Friday, March 4, 2011

From the trenches: “The network is painfully slow.” Really!?!

By Archana

The employees of a certain government agency department I met with recently were extremely frustrated about “the slow network.” After years of conditioning, they had become accustomed to key applications hanging and responding slowly without warning or explanation from the IT department. Like at many enterprises I visit that are still using primitive tools to monitor and care for their applications, the IT department had nearly become dysfunctional due to endless finger-pointing between application and network teams. The problem of the day was that transferring very large, confidential files from DC to Missouri took several hours to complete.

The application team was responsible for the transfers during non-business hours and they were burning the midnight oil each time due to the painfully slow process. Naturally, the frustration boiled over and everyone conveniently concluded that the network was slow and not doing its job properly. I visited them one morning, and by taking a different approach, we were able to solve the problem in time for lunch.

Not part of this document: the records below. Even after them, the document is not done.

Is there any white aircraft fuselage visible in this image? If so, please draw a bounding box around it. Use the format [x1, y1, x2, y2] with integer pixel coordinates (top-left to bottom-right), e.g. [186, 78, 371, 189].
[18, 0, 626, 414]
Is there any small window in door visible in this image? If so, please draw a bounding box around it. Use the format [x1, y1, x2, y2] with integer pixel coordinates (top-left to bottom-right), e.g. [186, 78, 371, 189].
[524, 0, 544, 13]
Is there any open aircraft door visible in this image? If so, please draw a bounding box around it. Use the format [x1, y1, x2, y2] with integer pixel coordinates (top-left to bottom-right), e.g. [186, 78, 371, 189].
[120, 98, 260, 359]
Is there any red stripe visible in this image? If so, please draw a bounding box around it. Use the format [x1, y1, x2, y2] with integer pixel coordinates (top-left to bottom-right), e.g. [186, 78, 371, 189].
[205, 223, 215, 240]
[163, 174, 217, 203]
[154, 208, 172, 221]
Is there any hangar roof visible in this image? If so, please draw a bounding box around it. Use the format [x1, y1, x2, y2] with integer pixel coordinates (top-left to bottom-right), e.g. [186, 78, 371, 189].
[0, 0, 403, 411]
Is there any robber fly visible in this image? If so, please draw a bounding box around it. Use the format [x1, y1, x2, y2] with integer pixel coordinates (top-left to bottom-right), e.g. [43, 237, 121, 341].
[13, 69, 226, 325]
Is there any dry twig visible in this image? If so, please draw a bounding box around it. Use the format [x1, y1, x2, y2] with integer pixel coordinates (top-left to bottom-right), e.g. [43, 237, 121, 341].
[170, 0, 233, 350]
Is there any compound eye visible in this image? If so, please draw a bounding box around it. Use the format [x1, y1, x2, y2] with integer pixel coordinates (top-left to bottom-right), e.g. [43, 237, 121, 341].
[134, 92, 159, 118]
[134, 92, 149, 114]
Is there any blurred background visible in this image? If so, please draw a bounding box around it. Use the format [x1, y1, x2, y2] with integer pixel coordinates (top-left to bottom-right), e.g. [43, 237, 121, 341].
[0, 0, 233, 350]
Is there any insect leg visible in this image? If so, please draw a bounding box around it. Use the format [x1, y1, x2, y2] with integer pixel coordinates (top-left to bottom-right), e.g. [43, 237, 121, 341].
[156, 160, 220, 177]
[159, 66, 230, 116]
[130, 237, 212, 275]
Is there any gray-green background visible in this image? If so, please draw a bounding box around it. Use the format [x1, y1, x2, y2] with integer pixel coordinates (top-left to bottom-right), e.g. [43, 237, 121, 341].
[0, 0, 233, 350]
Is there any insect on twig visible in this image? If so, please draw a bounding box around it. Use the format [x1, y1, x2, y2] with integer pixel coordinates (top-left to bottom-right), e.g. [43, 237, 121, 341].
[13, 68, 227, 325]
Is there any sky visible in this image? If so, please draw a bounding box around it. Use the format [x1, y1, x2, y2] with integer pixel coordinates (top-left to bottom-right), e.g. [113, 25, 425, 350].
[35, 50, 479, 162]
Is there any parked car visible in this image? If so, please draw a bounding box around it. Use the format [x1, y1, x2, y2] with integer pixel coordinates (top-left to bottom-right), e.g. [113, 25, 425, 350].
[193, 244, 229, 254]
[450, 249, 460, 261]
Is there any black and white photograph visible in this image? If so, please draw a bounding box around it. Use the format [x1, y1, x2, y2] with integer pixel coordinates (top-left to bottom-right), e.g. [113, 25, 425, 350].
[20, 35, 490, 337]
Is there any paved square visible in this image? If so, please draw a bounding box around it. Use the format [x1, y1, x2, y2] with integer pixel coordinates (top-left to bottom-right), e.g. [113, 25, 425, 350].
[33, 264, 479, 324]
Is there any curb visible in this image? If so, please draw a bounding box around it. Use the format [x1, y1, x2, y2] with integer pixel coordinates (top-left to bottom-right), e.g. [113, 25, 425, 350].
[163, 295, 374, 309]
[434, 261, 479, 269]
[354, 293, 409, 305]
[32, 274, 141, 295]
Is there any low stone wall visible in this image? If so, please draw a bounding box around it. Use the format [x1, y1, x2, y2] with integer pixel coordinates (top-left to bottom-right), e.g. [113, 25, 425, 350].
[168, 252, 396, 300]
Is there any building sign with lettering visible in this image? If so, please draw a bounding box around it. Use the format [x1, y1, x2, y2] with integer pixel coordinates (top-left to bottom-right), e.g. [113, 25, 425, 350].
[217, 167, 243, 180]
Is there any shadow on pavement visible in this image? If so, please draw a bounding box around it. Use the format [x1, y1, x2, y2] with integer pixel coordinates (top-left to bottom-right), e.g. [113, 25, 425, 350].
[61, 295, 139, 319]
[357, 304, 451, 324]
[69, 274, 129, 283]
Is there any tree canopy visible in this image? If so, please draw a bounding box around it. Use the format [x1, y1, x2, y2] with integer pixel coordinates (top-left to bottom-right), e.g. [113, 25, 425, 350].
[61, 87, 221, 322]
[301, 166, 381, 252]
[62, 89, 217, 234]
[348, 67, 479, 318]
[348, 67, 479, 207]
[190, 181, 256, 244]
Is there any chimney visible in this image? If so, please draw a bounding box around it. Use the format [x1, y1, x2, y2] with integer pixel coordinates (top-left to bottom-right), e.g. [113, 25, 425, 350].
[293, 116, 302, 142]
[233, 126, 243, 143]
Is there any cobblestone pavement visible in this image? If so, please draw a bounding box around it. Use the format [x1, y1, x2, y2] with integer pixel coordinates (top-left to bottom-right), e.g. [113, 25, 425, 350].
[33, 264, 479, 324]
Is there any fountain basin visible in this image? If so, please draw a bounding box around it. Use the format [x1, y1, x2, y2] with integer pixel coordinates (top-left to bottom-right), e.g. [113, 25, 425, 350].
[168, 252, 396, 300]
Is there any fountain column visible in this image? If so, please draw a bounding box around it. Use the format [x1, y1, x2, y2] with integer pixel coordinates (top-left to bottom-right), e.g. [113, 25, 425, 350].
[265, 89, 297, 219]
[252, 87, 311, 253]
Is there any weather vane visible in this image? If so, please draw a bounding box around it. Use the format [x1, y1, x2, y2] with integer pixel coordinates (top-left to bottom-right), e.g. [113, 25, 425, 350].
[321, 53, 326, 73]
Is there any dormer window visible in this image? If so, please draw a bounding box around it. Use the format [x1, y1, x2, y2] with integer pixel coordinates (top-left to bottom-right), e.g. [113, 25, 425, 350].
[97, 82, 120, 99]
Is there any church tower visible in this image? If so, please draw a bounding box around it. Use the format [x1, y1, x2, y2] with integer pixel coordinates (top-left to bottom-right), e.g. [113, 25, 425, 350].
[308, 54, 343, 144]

The application team checked the vital stats of the servers during the file transfer operation and made sure that system performance metrics were normal. The network team checked router configurations, looked for packet drops, duplex mismatches, congestion on links, etc. They even took packet captures using a free tool, and went through the daunting task of analyzing them line by line. For weeks no one could figure out the solution and the classic finger pointing battle continued.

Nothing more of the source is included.